In-Studio with Jay Boogie: 10 Facts About the Hip-Hop Princess’ New Material


In-Studio with Jay Boogie: 10 Facts About the Hip-Hop Princess’ New Material


Photography: Lauren Gesswein

Rapper Jay Boogie is easily one of our favorite artists in contemporary hip-hop, rising from Brooklyn, New York with a spicy flow and unapologetic point-of-view that’s equally tactful as it is confrontational.

Longtime devotees, we followed Boogie to Chicago last year, documenting the rapper getting ready for a late-night set performing tracks off his 2014 debut album Allure; we later premiered his tropical AHBS collaboration, “Toca Me,” and named his Rahel-assisted My H.O.E. cut, “It Ain’t About You,” one of the top 12 queer tracks of 2015.

Though he’s been relatively quiet this year, at least musically, Boogie’s busy in the studio, plotting his return track-by-track and making magic to finally unveil this summer. With an exclusive look at the rapper’s recording process, BULLETT has 10 insider details about what’s coming next from the “Body” emcee:

He’s collaborating with new producers: 

“One of the newer people I’m working with on this project is named Yung Nab. There’s also this guy named S H M X, and L-Vis 1990 of Night Slugs.”

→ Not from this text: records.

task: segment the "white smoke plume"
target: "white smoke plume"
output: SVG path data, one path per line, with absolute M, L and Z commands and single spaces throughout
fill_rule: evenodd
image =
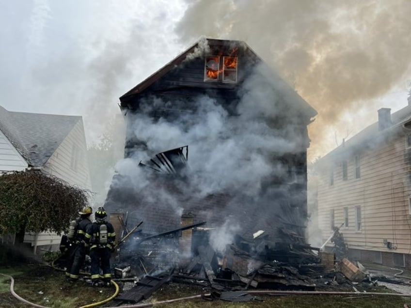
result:
M 376 122 L 375 99 L 411 75 L 408 0 L 187 3 L 176 28 L 182 42 L 244 41 L 318 111 L 309 160 L 335 146 L 336 132 L 339 139 Z

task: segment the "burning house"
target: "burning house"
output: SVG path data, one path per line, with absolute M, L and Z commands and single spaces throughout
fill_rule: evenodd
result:
M 120 100 L 125 158 L 105 202 L 119 234 L 176 233 L 180 257 L 195 243 L 305 245 L 316 112 L 246 43 L 202 39 Z

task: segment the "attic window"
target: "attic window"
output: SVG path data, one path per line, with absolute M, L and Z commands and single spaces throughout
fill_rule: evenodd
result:
M 226 56 L 206 57 L 205 81 L 221 81 L 235 83 L 237 82 L 238 58 Z
M 205 81 L 217 81 L 220 71 L 220 57 L 213 56 L 206 58 L 206 70 L 204 73 Z

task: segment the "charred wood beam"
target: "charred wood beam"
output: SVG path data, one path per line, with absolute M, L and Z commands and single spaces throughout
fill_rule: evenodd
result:
M 126 234 L 128 233 L 130 231 L 127 228 L 127 226 L 126 225 L 126 224 L 124 222 L 124 220 L 123 220 L 123 217 L 120 216 L 117 216 L 117 217 L 118 218 L 119 221 L 120 221 L 120 223 L 121 225 L 121 227 L 123 228 L 123 230 L 124 232 L 126 232 Z
M 162 233 L 159 233 L 157 234 L 154 234 L 153 235 L 150 235 L 149 236 L 147 236 L 144 237 L 144 238 L 142 238 L 141 240 L 138 241 L 138 243 L 141 243 L 143 242 L 145 242 L 145 241 L 148 241 L 148 240 L 151 239 L 152 238 L 154 238 L 156 237 L 160 237 L 161 236 L 165 236 L 166 235 L 168 235 L 169 234 L 171 234 L 174 233 L 176 233 L 180 231 L 183 231 L 184 230 L 187 230 L 187 229 L 190 229 L 192 228 L 194 228 L 195 227 L 199 227 L 200 226 L 203 226 L 203 225 L 206 224 L 206 221 L 203 221 L 202 222 L 199 222 L 196 224 L 193 224 L 192 225 L 189 225 L 188 226 L 185 226 L 182 228 L 179 228 L 177 229 L 174 229 L 174 230 L 171 230 L 170 231 L 166 231 L 166 232 L 163 232 Z

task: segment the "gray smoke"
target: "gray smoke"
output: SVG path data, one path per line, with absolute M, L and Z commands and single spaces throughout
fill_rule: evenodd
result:
M 408 0 L 187 2 L 177 27 L 182 42 L 202 35 L 245 41 L 318 111 L 310 160 L 335 146 L 335 131 L 341 139 L 349 127 L 362 129 L 359 122 L 376 122 L 371 100 L 405 86 L 411 74 Z M 361 120 L 350 122 L 364 104 Z

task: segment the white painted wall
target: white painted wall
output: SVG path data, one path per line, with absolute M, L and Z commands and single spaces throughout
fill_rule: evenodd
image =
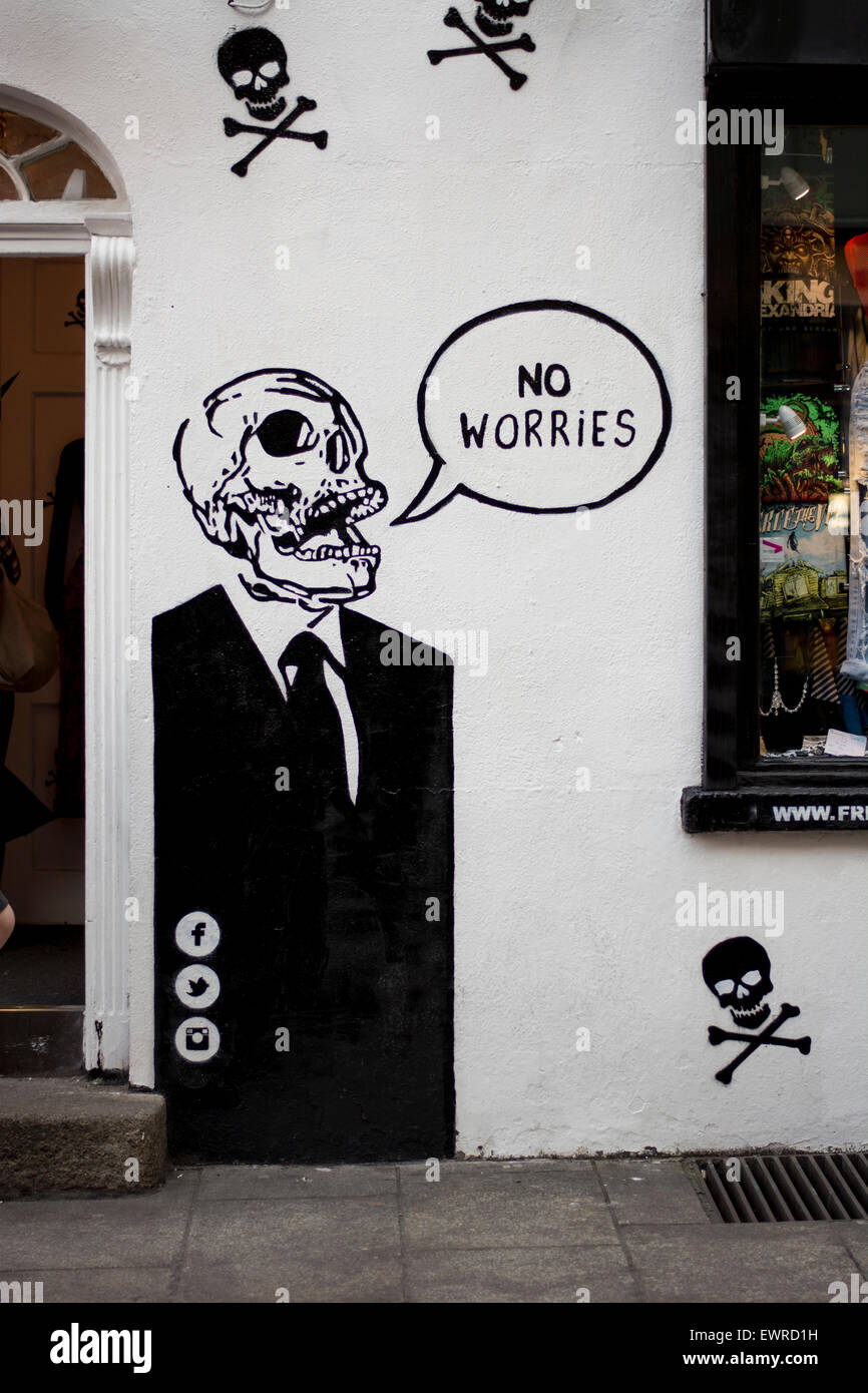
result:
M 535 0 L 520 93 L 485 59 L 428 64 L 450 40 L 444 0 L 291 0 L 263 22 L 330 145 L 269 150 L 247 180 L 228 173 L 241 150 L 215 65 L 245 21 L 222 0 L 1 8 L 0 81 L 107 145 L 138 248 L 134 1081 L 152 1078 L 149 623 L 228 564 L 181 497 L 171 442 L 217 384 L 304 366 L 350 398 L 392 496 L 369 528 L 385 557 L 368 612 L 489 632 L 488 676 L 458 669 L 456 692 L 460 1146 L 864 1144 L 865 839 L 691 839 L 679 820 L 701 756 L 704 180 L 674 113 L 702 96 L 701 0 Z M 656 354 L 674 411 L 663 460 L 588 532 L 467 499 L 390 531 L 426 469 L 415 391 L 431 354 L 471 315 L 534 297 L 602 309 Z M 674 921 L 676 894 L 701 880 L 784 892 L 766 946 L 779 999 L 814 1036 L 808 1059 L 761 1050 L 730 1088 L 713 1080 L 706 1028 L 724 1020 L 699 975 L 726 933 Z

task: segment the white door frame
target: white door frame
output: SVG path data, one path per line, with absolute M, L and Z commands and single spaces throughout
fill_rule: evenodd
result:
M 130 376 L 132 224 L 120 173 L 78 121 L 0 88 L 0 109 L 68 131 L 118 198 L 0 202 L 1 256 L 85 258 L 85 1032 L 88 1070 L 130 1067 Z M 130 915 L 131 919 L 135 915 Z

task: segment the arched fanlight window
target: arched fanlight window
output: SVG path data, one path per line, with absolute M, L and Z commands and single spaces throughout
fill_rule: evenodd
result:
M 0 201 L 116 198 L 104 171 L 72 135 L 0 109 Z

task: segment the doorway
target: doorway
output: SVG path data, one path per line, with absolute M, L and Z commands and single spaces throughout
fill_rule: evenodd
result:
M 84 256 L 1 258 L 3 584 L 50 617 L 59 662 L 38 690 L 0 691 L 0 886 L 17 918 L 0 1074 L 82 1064 L 85 361 Z

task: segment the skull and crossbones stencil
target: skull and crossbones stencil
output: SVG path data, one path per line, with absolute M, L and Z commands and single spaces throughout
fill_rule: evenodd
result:
M 387 495 L 368 476 L 366 456 L 350 403 L 300 368 L 217 387 L 174 444 L 195 518 L 210 542 L 247 563 L 248 592 L 311 613 L 375 588 L 380 550 L 359 522 Z
M 284 116 L 287 102 L 281 89 L 288 86 L 290 74 L 287 52 L 276 33 L 262 28 L 230 33 L 217 50 L 217 68 L 220 77 L 235 93 L 235 99 L 244 102 L 248 114 L 254 118 L 252 121 L 237 121 L 227 116 L 223 118 L 223 131 L 228 137 L 262 137 L 242 159 L 231 166 L 233 174 L 244 178 L 254 160 L 274 141 L 309 141 L 319 150 L 325 150 L 329 143 L 327 131 L 290 130 L 305 111 L 316 110 L 316 102 L 309 96 L 300 96 L 293 110 Z M 269 121 L 277 124 L 262 124 Z
M 715 1074 L 715 1078 L 722 1084 L 731 1084 L 736 1070 L 761 1045 L 784 1045 L 789 1049 L 797 1049 L 800 1055 L 811 1053 L 809 1035 L 793 1039 L 789 1035 L 780 1036 L 777 1034 L 784 1021 L 791 1021 L 801 1014 L 797 1006 L 782 1002 L 777 1015 L 769 1021 L 772 1009 L 766 996 L 773 990 L 770 974 L 769 954 L 761 943 L 747 936 L 724 939 L 702 958 L 705 985 L 718 997 L 720 1006 L 729 1010 L 733 1024 L 737 1027 L 736 1031 L 723 1031 L 716 1025 L 709 1025 L 708 1042 L 709 1045 L 723 1045 L 724 1041 L 740 1041 L 745 1045 L 729 1064 L 724 1064 Z
M 429 61 L 436 65 L 443 59 L 458 59 L 464 54 L 485 54 L 486 59 L 490 59 L 506 74 L 513 92 L 517 92 L 518 88 L 524 86 L 528 75 L 510 67 L 502 54 L 509 53 L 511 49 L 521 49 L 524 53 L 535 52 L 536 45 L 529 33 L 520 33 L 516 39 L 507 38 L 514 29 L 513 20 L 524 18 L 529 13 L 532 3 L 534 0 L 478 0 L 475 24 L 479 33 L 467 24 L 454 6 L 450 6 L 443 15 L 443 24 L 447 29 L 458 29 L 470 39 L 470 47 L 464 45 L 458 49 L 429 49 Z M 479 35 L 483 35 L 483 38 Z

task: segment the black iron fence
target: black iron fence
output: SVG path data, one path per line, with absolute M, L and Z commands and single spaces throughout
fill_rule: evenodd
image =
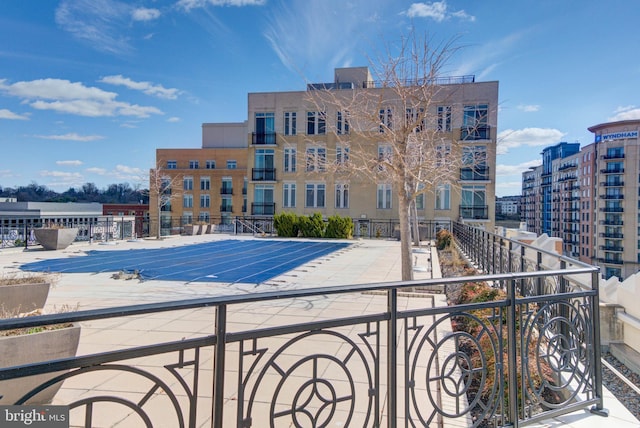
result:
M 590 406 L 604 413 L 597 268 L 463 225 L 453 231 L 465 254 L 494 273 L 0 320 L 0 330 L 89 322 L 100 344 L 96 353 L 0 368 L 0 394 L 9 379 L 54 373 L 17 404 L 65 382 L 70 391 L 56 403 L 87 427 L 105 422 L 99 418 L 176 427 L 517 427 Z M 506 297 L 439 307 L 405 293 L 468 282 Z M 358 304 L 365 298 L 367 310 Z M 200 327 L 163 329 L 169 314 Z M 105 345 L 127 320 L 159 324 L 123 342 L 130 345 Z M 462 323 L 476 333 L 455 328 Z

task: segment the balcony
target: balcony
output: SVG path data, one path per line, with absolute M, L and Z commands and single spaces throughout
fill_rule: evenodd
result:
M 271 203 L 251 203 L 251 215 L 274 215 L 276 213 L 276 204 Z
M 95 341 L 78 357 L 5 366 L 0 377 L 64 370 L 68 390 L 56 404 L 73 409 L 72 426 L 115 420 L 134 427 L 308 427 L 321 420 L 325 426 L 390 428 L 440 426 L 443 414 L 446 426 L 470 426 L 476 418 L 474 426 L 484 425 L 484 418 L 490 426 L 537 426 L 569 414 L 582 421 L 572 426 L 605 423 L 589 414 L 605 411 L 597 269 L 478 229 L 449 226 L 465 257 L 484 266 L 480 275 L 393 283 L 381 276 L 381 283 L 259 291 L 269 290 L 267 284 L 241 294 L 188 300 L 177 295 L 154 303 L 139 302 L 144 291 L 133 287 L 137 291 L 113 293 L 111 301 L 123 306 L 0 321 L 2 330 L 87 322 L 91 334 L 81 340 Z M 356 269 L 371 255 L 356 250 L 336 257 L 353 257 L 347 259 L 354 262 L 346 264 L 349 275 L 360 273 Z M 399 265 L 399 257 L 388 253 L 380 260 Z M 543 257 L 566 266 L 536 266 Z M 438 295 L 406 293 L 469 281 L 490 282 L 504 295 L 448 307 Z M 88 277 L 86 286 L 95 282 Z M 94 289 L 100 290 L 88 290 Z M 318 300 L 323 304 L 302 314 L 296 304 Z M 479 312 L 492 316 L 479 318 Z M 478 333 L 456 331 L 452 321 L 474 323 Z M 148 334 L 133 340 L 130 333 L 141 326 Z M 110 341 L 100 341 L 101 334 Z M 534 360 L 527 370 L 507 370 L 524 358 L 523 344 L 535 348 Z M 547 403 L 543 389 L 527 390 L 527 398 L 519 394 L 536 378 L 558 380 L 553 388 L 559 402 L 541 413 L 531 412 L 529 404 Z M 469 399 L 467 388 L 459 387 L 488 380 L 496 389 L 487 400 Z M 616 426 L 626 428 L 615 416 Z M 316 419 L 298 423 L 302 417 Z
M 460 168 L 462 181 L 489 181 L 489 167 Z
M 251 144 L 254 145 L 268 145 L 276 143 L 275 132 L 254 132 L 251 134 Z
M 275 168 L 251 168 L 251 180 L 276 181 Z
M 488 220 L 489 207 L 487 205 L 460 206 L 460 217 L 463 219 Z
M 601 174 L 624 174 L 624 168 L 605 168 L 600 170 Z
M 477 141 L 491 139 L 489 125 L 463 126 L 460 128 L 460 139 L 463 141 Z

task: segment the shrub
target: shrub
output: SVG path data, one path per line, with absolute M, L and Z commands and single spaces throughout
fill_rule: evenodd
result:
M 286 238 L 295 238 L 298 236 L 299 219 L 295 213 L 279 213 L 273 216 L 273 227 L 276 229 L 278 236 Z
M 304 238 L 322 238 L 324 236 L 325 224 L 320 213 L 300 216 L 298 226 Z
M 339 215 L 329 217 L 324 236 L 325 238 L 353 238 L 353 220 L 349 217 L 340 217 Z
M 441 229 L 436 233 L 436 248 L 438 248 L 438 250 L 449 248 L 452 242 L 453 236 L 447 229 Z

He’s still working with his go-to producers:  

“As always, I have my regulars: Flex LangCrystal Caines, Billy Scher.”

New material will feature more guest vocalists than ever before:

“I have Don Christian, Kevin JZ, Controverse and my daughter Ahsh Eff. Crystal Caines is also a guest vocalist, in addition to producing.”

He’s not interested in releasing a full-length album or mixtape: 

“I’m really interested in putting out individual songs and seeing how they take life. Maybe I’ll call them all ‘singles,’ but I’m really just dropping gems. I want to see the power of each individual song and give them the longest lifespan possible. A lot gets lost in translation when you put out a compilation. I don’t like that pressure, either, because I feel like all my songs are singles.”

He’s still as spicy as ever: 

“Lyrically, I’m still revisiting a lot of the same things as before: believe in yourself, fuck everybody else, follow your journey, don’t let anybody put you in a space where you doubt yourself. There’s a lot of enlightening about what it means to be ‘Banjee Cunt’ and what it’s like to be a person like myself, not just as a gay man or a black man, but a person of my kind in Brooklyn, New York. I’m bringing people that journey and being an activist—that girl who’s unapologetic and in your face about it. I’m proud to be whatever you consider me to be, as far as derogatory terms go. I’m that faggot.”

He’s always challenging himself to be better:

“You don’t want to reach a plateau or a level where it’s like, ‘Have I spoken about everything? Have I created everything I want to create?’ But you go through phases and get this crazy rush—this creative energy where you’re writing down notes and you’re like, ‘Oh shit, I have to get this off my chest.’ I still experience writer’s block or that drought of creativity because personal circumstances are taking a toll on me. But the pen never stops going and my thoughts are always alive.”

Physical activity keeps him motivated: 

“It’s really about us still being Queens in our forties and still being able to be mobile. If you think about it, we’re not going to be our dads with suitcases walking to the office everyday. We’re going to want to be in the mix at 45 or even 50. We really have to get our bodies together—it’s all we have.”

He’s imbuing his hip-hop sound with pop:

“It’s blazing hip-hop and R&B with a splash of pop.”

He’s created a remix of Floetry’s sexy 2002 single, “Say Yes:”

“That’s the track that raised questions about my recent breakup, and my remix was my answer. It’s an emancipation from that scenario.”

All this new music is coming very soon:

“My next tour is in September—I’m doing Europe, again. So I want to take the summer by storm and drop gems back-to-back—do it casually and finally have all my songs out in the Universe.”